One change took this fish from fins to limbs

How exactly is it perhaps what happened hundreds of millions of years ago is, however, long an evolutionary mystery that has astonished scientists.

U.S. scientists say they may have stumbled upon a possible answer.

By adapting a single gene, researchers at Harvard University and Boston Children’s Hospital designed zebrafish that showed the onset of attachments indefinitely.

To answer how animals made the transition from sea to land, scientists have traditionally looked at the fossil record. But in the last 30 years, scientists have been searching for changes in genes that could explain the shift from fin to modern limb.
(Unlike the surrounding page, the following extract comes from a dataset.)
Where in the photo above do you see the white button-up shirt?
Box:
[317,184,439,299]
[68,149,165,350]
“The most surprising thing to me is that such a dramatic change to the fin skeleton and muscular system is possible with just a single mutation,” said Brent Hawkins, a postdoctoral researcher at Harvard University and Boston Children’s Hospital and the first author of the study Was published Thursday, said. in the journal Cell.

“Prior to this discovery, the assumption was that the fin-to-limb transition involved multiple changes to a multitude of genes,” he noted via email.

“Of course, this transformation was still a very gradual and complicated process, but our mutants show that it may also have involved rapid leaps, and that developing animals are able to easily take on new bones.”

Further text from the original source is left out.